Enfant du parchemin, toi qui naquis un soir,
Entre un sac à procès et l’encrier tout noir ;
Toi qui peux appeler l’écritoire ta mère,
La cire ta cousine, et le pinceau ton père,
Comme aussi la potence et la hache d’acier
À ton sort ont dû se lier :
Lève-toi vite en ma présence ;
À qui vaut mieux que toi tu dois la révérence.


— Pas encore parti, dit l’écrivain, après en avoir été si souvent averti ! Croyez-vous que votre manteau de campagnard vous protège, capitaine ?… non, pas plus que tous vos fragments de comédie. — Et que voulez-vous que je fasse ? demanda le capitaine… voulez-vous que je crève de faim ? Si je dois fuir, il faut aider à ma fuite en me garnissant les ailes de quelques plumes… vous êtes à même de le faire, je pense ? — On vous en a déjà donné les moyens, vous avez reçu dix pièces d’or… que sont-elles devenues ? — Elles sont parties ; elles ont passé, n’importe où… j’avais envie de pincer et j’ai été pincé. Voilà tout… Il faut que ma main ait tremblé à la pensée de la besogne de la nuit, car j’ai secoué les dés comme un enfant — De sorte que vous avez tout perdu… Eh bien ! prenez ceci, et partez. — Quoi, deux misérables pièces ! peste soit de votre générosité ! mais rappelez-vous que vous êtes aussi enfoncé dans cette affaire que moi. — Non, de par le ciel ! je ne voulais que débarrasser le vieillard de quelques papiers et d’un peu d’or, et vous lui avez ôté la vie. — S’il vivait encore il aurait préféré la perdre plutôt que de se voir enlever son argent. Mais il ne s’agit pas de cela, maître Skurliewhitter ; c’est vous qui avez ôté les verrous à secret de sa fenêtre, lorsque vous allâtes le trouver sous prétexte de quelque affaire, la veille de sa mort ; ainsi soyez bien assuré que si je suis pris je ne serai pas pendu tout seul.
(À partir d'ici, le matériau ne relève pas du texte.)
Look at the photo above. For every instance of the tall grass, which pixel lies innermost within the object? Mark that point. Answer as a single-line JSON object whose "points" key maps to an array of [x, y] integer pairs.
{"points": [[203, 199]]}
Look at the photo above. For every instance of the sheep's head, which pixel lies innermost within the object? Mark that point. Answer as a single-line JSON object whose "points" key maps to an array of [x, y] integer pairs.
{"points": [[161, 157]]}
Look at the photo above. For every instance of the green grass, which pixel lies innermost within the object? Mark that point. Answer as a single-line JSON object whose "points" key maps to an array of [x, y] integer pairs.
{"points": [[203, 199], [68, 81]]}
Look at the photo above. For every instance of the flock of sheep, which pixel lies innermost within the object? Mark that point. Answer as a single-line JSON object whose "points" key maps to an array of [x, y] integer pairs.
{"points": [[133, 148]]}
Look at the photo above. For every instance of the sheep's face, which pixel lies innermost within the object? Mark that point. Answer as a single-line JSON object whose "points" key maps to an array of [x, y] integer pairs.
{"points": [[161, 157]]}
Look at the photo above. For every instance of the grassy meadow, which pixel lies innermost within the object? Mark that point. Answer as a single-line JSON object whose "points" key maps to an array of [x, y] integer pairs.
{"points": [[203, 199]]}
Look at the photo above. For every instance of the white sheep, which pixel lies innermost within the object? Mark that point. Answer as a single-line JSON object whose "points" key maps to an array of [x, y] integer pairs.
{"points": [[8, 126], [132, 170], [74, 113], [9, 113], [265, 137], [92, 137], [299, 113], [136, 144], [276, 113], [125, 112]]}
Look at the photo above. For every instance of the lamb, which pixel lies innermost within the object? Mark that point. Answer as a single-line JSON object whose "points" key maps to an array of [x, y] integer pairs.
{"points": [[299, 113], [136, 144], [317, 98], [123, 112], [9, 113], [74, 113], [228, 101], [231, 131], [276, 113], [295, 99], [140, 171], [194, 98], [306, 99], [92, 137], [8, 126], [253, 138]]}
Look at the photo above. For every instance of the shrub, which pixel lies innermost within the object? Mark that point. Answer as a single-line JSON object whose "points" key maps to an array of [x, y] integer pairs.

Il est fâcheux que Jack Kempster soit mort, la vieille chanson ne nous va plus si bien :


Voici trois compagnons joyeux ;
Jamais avec plus d’harmonie
Trois autres n’ont su de leur vie
Chanter une triple partie,
Sous un gibet triple comme eux.


— Pour l’amour de Dieu, parlez plus bas : est-ce ici le lieu et l’heure de faire entendre vos refrains nocturnes ? Mais de combien avez-vous besoin dans ce moment ?… je vous répète que je ne suis pas en fonds. — Vous me dites là un mensonge, répondit le spadassin… De combien j’ai besoin, dites-vous ? ma foi je me contenterai d’un de ces sacs pour le moment. — Je vous jure que ces sacs d’argent ne sont pas à ma disposition. — Pas d’une manière honnête peut-être, mais entre nous cela ne fait pas grand’chose. — Je vous jure que je puis n’en disposer d’aucune manière… Ils m’ont été remis en compte… Je dois les envoyer à lord Dalgarno, dont le page attend à la porte ; je ne pourrais pas en détourner une seule pièce sans m’exposer à un éclat dangereux. — Ne pouvez-vous pas différer de les remettre ? » reprit l’Alsacien, sa large main tâtant un des sacs comme si les doigts lui eussent démangé de s’en emparer.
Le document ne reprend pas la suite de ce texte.